After initiation of ART, the two groups showed similar changes in CD4 percentage (median +12%, +14%) and weight (+0.5, +0.4) at 12-months.

There was less change in height in the Mulago children (+0.06 vs +0.20, heterogeneity p<0.001). 16% in CHIPS vs 70% in Mulago had height <2.5th centile at ART initiation; this reduced to 11% at 12 months in CHIPS but remained at 70% in Mulago. The investigators noted that if these z-scores continued throughout childhood the average 17 year old would be 1.72 and 1.60 metres tall in CHIPS for boys and girls respectively (average UK population 1.76 and 1.64 metres) but only 1.53 and 1.47 metres tall in Mulago.

In multivariate analysis, in both cohorts, younger children had better immunological, weight and growth responses (all p<0.001) but slightly poorer viral load responses (p= 0.08) and girls had a better immunological response than boys (OR 1.55, p= 0.001).

In contrast, lower pre-ART CD4 predicted better immunological response in CHIPS but poorer response in Mulago (heterogeneity p=0.005). The investigators suggest that this may reflect poorer nutrition status and/or other environmental factors such as lower background incidence of infectious diseases in UK and Ireland.

Although 70% of the children in both cohorts had viral load <400 copies/mL at 6 months, adolescents starting ART in CHIPS had a poorer viral load responses than those in Mulago, which may reflect poorer adherence.

The investigators concluded that these findings highlight the importance of monitoring growth as well as weight gain over longer periods on ART in resource-limited settings. They suggest that investigations to evaluate the effect of nutritional support on growth in children initiating ART in resource- limited settings are urgently needed.

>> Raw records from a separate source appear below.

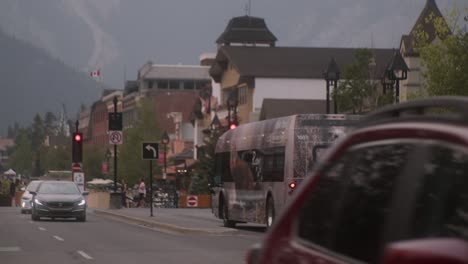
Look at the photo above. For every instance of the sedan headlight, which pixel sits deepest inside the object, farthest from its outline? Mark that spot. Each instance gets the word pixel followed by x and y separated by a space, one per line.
pixel 37 201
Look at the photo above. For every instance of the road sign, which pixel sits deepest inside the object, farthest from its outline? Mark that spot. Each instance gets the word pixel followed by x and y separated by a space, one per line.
pixel 150 150
pixel 115 121
pixel 192 201
pixel 76 167
pixel 115 137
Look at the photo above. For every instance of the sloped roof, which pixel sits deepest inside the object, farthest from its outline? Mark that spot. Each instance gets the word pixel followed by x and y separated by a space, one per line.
pixel 273 108
pixel 246 29
pixel 179 72
pixel 291 62
pixel 423 23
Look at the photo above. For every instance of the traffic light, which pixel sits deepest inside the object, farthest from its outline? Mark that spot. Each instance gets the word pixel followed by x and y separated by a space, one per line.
pixel 77 147
pixel 233 124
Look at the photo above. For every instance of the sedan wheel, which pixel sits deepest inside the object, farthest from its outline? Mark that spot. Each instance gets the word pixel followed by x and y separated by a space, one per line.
pixel 81 218
pixel 34 216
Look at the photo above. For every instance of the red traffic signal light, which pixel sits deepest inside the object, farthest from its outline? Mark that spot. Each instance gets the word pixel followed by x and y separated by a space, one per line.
pixel 77 137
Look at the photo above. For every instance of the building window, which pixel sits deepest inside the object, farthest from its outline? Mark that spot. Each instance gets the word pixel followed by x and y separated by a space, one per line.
pixel 163 84
pixel 174 84
pixel 189 85
pixel 201 84
pixel 243 95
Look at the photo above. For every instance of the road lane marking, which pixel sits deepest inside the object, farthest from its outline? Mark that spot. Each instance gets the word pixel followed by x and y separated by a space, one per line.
pixel 10 249
pixel 59 238
pixel 84 255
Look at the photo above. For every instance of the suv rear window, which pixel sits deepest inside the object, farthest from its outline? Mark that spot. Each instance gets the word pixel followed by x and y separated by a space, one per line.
pixel 441 207
pixel 348 206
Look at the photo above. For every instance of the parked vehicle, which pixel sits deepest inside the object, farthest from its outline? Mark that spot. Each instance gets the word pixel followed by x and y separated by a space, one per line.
pixel 395 190
pixel 259 164
pixel 58 199
pixel 26 198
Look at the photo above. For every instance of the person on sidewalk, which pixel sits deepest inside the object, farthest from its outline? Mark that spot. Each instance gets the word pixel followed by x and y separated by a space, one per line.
pixel 124 194
pixel 142 193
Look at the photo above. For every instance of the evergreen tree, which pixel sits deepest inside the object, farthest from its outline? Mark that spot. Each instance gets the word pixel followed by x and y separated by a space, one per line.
pixel 445 58
pixel 204 171
pixel 357 91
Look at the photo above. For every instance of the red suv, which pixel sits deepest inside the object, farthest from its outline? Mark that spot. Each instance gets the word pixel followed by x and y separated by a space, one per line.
pixel 394 190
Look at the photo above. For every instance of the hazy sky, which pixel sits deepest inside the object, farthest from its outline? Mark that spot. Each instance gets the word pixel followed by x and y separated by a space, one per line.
pixel 119 36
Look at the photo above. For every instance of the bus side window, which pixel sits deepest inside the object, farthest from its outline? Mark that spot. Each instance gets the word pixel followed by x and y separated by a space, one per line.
pixel 223 170
pixel 273 165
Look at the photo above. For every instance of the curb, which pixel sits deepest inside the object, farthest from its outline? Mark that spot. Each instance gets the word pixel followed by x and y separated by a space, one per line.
pixel 171 227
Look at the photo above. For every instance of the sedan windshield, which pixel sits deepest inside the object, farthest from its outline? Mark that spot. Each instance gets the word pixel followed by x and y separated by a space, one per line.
pixel 32 186
pixel 58 188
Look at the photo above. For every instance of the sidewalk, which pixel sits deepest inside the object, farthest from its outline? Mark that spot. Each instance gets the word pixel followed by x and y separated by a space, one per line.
pixel 181 220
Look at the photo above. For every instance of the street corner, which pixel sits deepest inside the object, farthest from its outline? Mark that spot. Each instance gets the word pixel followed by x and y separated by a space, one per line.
pixel 163 225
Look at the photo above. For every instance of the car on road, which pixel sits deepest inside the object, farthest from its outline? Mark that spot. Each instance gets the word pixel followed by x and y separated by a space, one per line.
pixel 394 190
pixel 26 198
pixel 58 199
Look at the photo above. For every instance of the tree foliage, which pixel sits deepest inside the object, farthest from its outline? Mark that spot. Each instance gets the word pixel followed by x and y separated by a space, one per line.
pixel 445 59
pixel 204 171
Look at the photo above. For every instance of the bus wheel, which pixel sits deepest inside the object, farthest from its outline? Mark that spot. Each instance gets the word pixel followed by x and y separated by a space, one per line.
pixel 270 212
pixel 226 221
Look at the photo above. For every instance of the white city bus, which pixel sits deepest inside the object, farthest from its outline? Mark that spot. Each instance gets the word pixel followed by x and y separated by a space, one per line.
pixel 259 164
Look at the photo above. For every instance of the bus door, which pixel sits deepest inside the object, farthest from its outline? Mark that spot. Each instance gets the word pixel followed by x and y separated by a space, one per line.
pixel 247 176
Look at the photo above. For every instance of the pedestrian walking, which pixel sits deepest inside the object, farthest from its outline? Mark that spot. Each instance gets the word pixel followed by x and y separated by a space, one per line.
pixel 124 194
pixel 142 193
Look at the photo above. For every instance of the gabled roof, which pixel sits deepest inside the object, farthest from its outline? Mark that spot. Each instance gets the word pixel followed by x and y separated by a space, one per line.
pixel 178 72
pixel 246 29
pixel 290 62
pixel 423 23
pixel 273 108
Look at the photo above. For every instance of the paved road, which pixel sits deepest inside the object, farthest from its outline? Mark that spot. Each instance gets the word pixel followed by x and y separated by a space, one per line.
pixel 103 240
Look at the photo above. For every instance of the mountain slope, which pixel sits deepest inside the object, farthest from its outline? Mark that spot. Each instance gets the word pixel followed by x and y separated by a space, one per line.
pixel 31 82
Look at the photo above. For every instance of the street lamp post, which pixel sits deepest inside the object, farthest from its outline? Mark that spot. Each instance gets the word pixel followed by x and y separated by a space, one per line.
pixel 331 76
pixel 108 156
pixel 115 149
pixel 397 70
pixel 165 141
pixel 215 124
pixel 387 83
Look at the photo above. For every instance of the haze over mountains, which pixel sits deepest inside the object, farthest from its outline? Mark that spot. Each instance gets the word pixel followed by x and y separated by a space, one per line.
pixel 33 82
pixel 119 36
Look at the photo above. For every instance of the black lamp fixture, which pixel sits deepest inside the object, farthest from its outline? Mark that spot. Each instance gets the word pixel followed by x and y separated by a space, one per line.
pixel 397 70
pixel 232 103
pixel 387 83
pixel 331 76
pixel 215 123
pixel 108 155
pixel 165 141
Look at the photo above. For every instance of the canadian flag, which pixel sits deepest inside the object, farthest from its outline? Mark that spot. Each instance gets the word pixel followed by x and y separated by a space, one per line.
pixel 96 73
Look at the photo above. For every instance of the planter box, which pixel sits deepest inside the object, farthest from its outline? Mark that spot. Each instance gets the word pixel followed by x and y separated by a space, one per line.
pixel 5 201
pixel 203 201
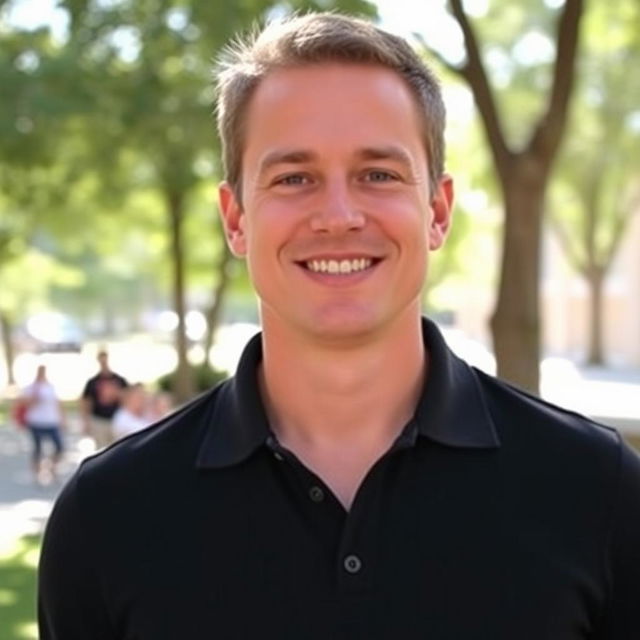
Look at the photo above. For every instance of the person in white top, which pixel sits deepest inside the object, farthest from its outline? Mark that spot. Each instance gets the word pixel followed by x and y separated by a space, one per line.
pixel 45 419
pixel 133 412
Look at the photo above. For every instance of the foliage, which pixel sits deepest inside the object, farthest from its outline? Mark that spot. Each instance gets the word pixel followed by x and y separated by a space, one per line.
pixel 204 377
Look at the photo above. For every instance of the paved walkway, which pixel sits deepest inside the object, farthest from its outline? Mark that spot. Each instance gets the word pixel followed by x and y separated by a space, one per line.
pixel 24 504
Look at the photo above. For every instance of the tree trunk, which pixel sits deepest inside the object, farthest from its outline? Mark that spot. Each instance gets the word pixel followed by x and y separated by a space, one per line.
pixel 515 323
pixel 214 313
pixel 596 284
pixel 7 345
pixel 183 383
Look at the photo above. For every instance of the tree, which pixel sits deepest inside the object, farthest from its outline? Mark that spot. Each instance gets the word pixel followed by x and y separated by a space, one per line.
pixel 523 170
pixel 598 186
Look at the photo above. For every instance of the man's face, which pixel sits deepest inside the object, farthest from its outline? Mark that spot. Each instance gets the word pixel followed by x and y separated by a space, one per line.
pixel 337 217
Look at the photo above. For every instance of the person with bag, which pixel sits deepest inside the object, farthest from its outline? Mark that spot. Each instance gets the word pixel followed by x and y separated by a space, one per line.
pixel 44 418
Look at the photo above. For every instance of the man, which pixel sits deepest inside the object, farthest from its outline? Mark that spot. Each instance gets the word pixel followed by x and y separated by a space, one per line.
pixel 100 400
pixel 354 479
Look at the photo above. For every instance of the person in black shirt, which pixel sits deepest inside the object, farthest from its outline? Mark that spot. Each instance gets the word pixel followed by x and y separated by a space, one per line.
pixel 354 479
pixel 100 400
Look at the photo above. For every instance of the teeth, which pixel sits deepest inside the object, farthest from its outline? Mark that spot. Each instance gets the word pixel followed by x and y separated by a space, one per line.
pixel 338 266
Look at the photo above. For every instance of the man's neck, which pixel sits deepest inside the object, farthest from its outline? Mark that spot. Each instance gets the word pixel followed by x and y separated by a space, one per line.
pixel 340 409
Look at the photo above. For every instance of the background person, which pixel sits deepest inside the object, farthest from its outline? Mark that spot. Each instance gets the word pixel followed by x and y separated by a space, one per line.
pixel 45 419
pixel 100 400
pixel 133 413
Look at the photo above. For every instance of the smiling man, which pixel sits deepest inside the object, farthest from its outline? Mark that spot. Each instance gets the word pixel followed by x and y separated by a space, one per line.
pixel 354 479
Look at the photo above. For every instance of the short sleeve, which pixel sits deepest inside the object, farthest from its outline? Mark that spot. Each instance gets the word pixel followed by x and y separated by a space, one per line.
pixel 70 601
pixel 622 619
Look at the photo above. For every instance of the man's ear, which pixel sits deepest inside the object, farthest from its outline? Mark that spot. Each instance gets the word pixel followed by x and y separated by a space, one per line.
pixel 441 212
pixel 232 220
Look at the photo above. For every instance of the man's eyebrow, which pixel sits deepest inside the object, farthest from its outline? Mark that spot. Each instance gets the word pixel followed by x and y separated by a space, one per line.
pixel 390 152
pixel 293 156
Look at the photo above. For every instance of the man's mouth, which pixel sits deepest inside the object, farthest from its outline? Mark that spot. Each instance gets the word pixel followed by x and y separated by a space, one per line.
pixel 344 266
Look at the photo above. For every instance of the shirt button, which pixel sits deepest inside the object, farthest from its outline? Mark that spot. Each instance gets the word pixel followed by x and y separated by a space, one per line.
pixel 352 564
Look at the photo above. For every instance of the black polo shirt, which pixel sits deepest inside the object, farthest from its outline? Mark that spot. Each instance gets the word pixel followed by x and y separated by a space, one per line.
pixel 495 516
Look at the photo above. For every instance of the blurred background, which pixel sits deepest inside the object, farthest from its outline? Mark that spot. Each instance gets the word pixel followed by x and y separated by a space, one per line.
pixel 109 231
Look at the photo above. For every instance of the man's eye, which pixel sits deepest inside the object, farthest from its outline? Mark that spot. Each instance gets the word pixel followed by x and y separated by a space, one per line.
pixel 379 176
pixel 293 179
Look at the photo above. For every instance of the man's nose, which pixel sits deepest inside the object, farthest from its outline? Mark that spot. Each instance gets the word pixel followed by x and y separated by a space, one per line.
pixel 336 211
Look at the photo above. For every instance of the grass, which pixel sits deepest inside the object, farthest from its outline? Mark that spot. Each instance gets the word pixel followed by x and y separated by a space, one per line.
pixel 18 565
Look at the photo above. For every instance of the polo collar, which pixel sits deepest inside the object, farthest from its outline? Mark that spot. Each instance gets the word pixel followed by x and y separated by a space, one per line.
pixel 451 410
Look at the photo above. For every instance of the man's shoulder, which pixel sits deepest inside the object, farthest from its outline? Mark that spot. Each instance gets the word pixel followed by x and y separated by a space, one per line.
pixel 518 413
pixel 157 453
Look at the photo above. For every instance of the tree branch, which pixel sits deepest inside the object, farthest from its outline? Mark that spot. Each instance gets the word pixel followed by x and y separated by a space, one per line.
pixel 547 134
pixel 475 74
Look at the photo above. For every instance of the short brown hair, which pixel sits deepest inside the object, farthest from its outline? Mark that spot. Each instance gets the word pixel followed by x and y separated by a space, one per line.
pixel 316 38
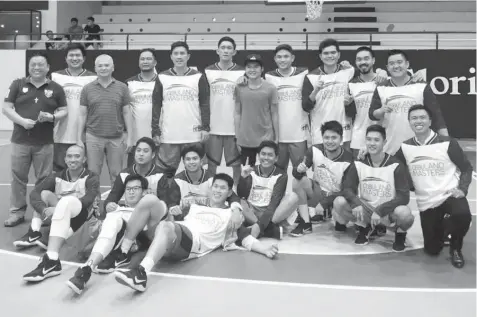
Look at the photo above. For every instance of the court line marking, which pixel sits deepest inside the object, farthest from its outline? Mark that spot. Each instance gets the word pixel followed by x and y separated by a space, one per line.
pixel 273 283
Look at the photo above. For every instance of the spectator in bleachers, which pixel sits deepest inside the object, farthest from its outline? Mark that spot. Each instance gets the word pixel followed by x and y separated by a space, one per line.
pixel 75 31
pixel 92 31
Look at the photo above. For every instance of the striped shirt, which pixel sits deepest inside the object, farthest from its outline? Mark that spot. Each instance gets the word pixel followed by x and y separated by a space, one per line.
pixel 104 116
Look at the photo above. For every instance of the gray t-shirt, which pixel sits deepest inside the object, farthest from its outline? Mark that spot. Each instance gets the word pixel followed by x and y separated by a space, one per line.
pixel 256 107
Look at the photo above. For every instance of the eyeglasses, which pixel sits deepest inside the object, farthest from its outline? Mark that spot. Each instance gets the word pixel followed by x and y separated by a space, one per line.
pixel 133 189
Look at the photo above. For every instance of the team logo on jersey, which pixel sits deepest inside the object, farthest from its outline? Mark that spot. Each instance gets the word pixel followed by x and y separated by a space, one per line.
pixel 376 187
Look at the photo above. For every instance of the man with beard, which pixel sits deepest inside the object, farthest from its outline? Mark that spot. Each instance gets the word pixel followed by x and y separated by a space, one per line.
pixel 181 109
pixel 392 100
pixel 222 78
pixel 67 197
pixel 441 175
pixel 72 79
pixel 141 87
pixel 330 163
pixel 375 191
pixel 293 123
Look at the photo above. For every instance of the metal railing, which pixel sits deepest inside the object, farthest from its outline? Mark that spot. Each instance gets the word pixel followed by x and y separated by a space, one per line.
pixel 303 37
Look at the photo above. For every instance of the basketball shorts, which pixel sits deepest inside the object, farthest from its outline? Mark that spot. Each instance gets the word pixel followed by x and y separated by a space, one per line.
pixel 169 155
pixel 226 144
pixel 291 151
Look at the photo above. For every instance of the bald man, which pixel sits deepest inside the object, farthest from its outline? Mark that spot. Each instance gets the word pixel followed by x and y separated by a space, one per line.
pixel 67 197
pixel 105 115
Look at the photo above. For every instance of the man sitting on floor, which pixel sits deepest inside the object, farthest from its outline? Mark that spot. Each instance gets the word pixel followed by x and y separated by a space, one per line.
pixel 204 229
pixel 67 197
pixel 330 162
pixel 262 188
pixel 113 229
pixel 441 175
pixel 376 191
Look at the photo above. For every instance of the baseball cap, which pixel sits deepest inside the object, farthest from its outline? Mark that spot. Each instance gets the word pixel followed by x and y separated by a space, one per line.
pixel 254 58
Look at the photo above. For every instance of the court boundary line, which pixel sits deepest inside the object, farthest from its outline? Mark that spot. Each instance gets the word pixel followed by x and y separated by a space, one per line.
pixel 271 283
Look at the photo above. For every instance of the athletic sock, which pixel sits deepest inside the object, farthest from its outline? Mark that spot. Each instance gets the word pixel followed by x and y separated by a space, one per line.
pixel 126 245
pixel 147 263
pixel 36 224
pixel 52 255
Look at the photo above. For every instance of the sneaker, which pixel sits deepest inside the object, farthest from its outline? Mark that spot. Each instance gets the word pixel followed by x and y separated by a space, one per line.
pixel 379 231
pixel 340 227
pixel 302 229
pixel 46 268
pixel 362 238
pixel 399 244
pixel 114 260
pixel 457 259
pixel 79 280
pixel 28 240
pixel 135 278
pixel 317 219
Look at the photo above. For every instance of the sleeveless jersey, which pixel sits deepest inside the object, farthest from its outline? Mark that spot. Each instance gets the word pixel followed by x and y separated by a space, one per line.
pixel 292 120
pixel 180 116
pixel 66 129
pixel 329 103
pixel 208 227
pixel 141 106
pixel 222 98
pixel 396 122
pixel 329 173
pixel 362 93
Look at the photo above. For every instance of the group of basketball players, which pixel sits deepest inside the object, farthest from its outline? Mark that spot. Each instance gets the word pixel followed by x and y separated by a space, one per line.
pixel 369 136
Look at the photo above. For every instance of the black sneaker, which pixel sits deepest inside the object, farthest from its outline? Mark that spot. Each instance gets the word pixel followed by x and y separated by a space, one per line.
pixel 79 280
pixel 362 238
pixel 379 231
pixel 399 244
pixel 46 268
pixel 340 227
pixel 114 260
pixel 457 259
pixel 317 219
pixel 28 240
pixel 135 278
pixel 302 229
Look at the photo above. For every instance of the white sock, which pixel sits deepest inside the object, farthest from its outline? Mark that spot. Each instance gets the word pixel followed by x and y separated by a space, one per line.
pixel 36 224
pixel 52 255
pixel 147 263
pixel 126 245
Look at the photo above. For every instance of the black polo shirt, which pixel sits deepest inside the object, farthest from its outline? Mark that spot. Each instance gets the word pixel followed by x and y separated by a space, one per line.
pixel 28 102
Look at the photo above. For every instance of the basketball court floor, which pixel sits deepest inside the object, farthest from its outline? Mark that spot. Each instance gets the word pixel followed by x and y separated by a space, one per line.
pixel 322 273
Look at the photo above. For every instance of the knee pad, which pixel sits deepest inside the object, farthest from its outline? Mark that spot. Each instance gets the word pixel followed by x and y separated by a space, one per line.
pixel 67 205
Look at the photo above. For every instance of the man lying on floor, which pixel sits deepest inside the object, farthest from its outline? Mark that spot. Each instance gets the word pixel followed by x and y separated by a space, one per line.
pixel 204 229
pixel 114 228
pixel 376 191
pixel 262 188
pixel 330 162
pixel 67 197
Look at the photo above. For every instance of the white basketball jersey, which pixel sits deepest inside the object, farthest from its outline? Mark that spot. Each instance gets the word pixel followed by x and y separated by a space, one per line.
pixel 180 117
pixel 292 119
pixel 396 122
pixel 362 93
pixel 329 103
pixel 222 100
pixel 141 108
pixel 66 129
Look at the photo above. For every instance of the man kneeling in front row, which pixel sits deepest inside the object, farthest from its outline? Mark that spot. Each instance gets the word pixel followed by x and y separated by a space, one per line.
pixel 204 229
pixel 376 191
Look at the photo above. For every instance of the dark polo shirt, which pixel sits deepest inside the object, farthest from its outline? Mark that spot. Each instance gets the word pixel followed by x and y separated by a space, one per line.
pixel 104 116
pixel 28 102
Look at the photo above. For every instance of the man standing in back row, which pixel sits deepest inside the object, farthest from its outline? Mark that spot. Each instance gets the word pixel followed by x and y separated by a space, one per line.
pixel 181 110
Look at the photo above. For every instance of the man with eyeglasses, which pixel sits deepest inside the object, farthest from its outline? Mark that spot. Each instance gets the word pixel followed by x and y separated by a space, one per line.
pixel 393 99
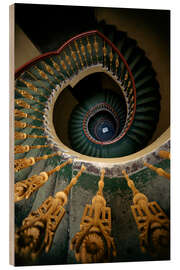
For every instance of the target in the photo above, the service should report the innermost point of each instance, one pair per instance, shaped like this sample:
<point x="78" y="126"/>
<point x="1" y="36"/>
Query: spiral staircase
<point x="105" y="88"/>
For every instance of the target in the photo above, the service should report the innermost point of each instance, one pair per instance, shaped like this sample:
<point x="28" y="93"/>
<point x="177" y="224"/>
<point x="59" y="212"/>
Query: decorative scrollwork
<point x="23" y="163"/>
<point x="24" y="189"/>
<point x="93" y="243"/>
<point x="38" y="229"/>
<point x="152" y="223"/>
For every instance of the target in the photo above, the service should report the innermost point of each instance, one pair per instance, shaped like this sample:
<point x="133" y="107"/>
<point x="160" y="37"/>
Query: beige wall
<point x="24" y="48"/>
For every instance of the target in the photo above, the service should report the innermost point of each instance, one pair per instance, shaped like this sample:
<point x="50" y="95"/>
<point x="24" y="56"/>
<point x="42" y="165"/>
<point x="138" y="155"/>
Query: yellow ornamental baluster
<point x="23" y="163"/>
<point x="23" y="136"/>
<point x="159" y="171"/>
<point x="24" y="189"/>
<point x="28" y="96"/>
<point x="38" y="80"/>
<point x="38" y="229"/>
<point x="19" y="124"/>
<point x="26" y="148"/>
<point x="93" y="243"/>
<point x="164" y="154"/>
<point x="44" y="76"/>
<point x="152" y="223"/>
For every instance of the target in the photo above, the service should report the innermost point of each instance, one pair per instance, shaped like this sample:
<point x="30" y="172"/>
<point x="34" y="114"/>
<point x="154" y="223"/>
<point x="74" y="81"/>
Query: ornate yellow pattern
<point x="152" y="223"/>
<point x="24" y="189"/>
<point x="93" y="243"/>
<point x="39" y="227"/>
<point x="57" y="67"/>
<point x="20" y="124"/>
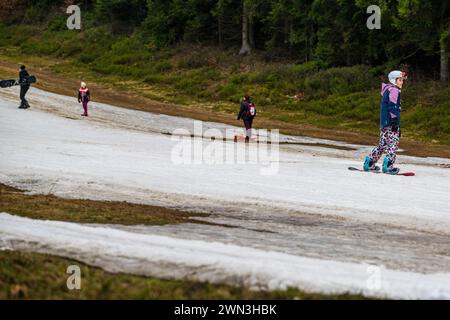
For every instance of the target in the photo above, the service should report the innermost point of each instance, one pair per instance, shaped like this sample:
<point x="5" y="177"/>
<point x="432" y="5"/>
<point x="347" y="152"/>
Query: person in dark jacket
<point x="84" y="96"/>
<point x="24" y="87"/>
<point x="247" y="113"/>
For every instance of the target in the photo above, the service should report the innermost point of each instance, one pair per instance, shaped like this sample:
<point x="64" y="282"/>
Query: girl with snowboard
<point x="247" y="113"/>
<point x="84" y="96"/>
<point x="390" y="132"/>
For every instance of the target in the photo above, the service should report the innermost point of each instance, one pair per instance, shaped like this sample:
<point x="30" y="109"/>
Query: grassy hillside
<point x="311" y="93"/>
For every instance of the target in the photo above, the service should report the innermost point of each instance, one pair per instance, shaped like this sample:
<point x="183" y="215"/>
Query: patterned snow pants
<point x="388" y="144"/>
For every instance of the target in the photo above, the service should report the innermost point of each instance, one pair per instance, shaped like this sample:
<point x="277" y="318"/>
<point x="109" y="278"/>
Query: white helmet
<point x="394" y="75"/>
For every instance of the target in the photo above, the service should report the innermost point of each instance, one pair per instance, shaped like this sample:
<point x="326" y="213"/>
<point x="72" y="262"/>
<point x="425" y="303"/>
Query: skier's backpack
<point x="251" y="111"/>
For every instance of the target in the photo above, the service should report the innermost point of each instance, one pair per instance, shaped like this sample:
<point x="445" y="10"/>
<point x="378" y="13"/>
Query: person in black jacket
<point x="248" y="114"/>
<point x="24" y="87"/>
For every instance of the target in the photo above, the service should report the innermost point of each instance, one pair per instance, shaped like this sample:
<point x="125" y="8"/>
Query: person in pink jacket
<point x="84" y="96"/>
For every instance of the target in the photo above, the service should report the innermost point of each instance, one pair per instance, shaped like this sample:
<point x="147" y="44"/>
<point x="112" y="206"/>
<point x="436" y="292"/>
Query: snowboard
<point x="241" y="138"/>
<point x="405" y="174"/>
<point x="11" y="83"/>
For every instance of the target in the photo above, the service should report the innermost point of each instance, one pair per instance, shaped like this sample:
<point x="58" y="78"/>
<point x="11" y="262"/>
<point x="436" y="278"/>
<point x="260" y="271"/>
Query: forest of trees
<point x="332" y="31"/>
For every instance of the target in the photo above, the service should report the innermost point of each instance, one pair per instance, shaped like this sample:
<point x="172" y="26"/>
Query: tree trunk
<point x="444" y="63"/>
<point x="251" y="33"/>
<point x="219" y="25"/>
<point x="245" y="44"/>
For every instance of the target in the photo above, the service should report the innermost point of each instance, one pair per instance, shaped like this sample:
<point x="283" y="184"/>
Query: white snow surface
<point x="121" y="154"/>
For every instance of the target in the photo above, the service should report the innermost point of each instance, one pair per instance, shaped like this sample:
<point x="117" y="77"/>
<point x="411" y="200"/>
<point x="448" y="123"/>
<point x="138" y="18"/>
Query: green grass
<point x="38" y="276"/>
<point x="49" y="207"/>
<point x="344" y="98"/>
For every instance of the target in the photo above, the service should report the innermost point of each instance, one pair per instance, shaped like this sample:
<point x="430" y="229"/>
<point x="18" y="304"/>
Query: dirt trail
<point x="60" y="84"/>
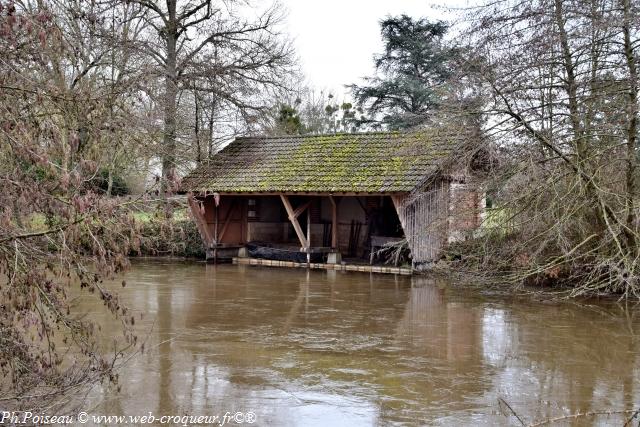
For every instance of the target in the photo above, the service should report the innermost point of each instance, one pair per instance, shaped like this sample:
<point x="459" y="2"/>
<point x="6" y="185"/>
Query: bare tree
<point x="562" y="102"/>
<point x="211" y="47"/>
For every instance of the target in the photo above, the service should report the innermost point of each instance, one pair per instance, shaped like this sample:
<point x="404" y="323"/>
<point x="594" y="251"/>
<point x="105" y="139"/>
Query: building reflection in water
<point x="315" y="348"/>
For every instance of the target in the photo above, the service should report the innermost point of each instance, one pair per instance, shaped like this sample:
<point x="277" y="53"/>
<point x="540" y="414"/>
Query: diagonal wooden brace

They wrote: “Finally, this study has relevance for questions currently being raised about the timing of initiation of ART in resource—limited settings in both adults and children. Earlier HIV diagnosis and nutritional support are clearly required for children in Africa, and initiating ART earlier in the course of the disease may well be beneficial.”

Reference:

Kekitiinwa A, Lee K, Walker A et al. Initial growth, CD4, and viral load responses to HAART in Ugandan compared to UK/Irish HIV-infected children. 15th CROI. February 2008. Boston, USA. Poster abstract 584.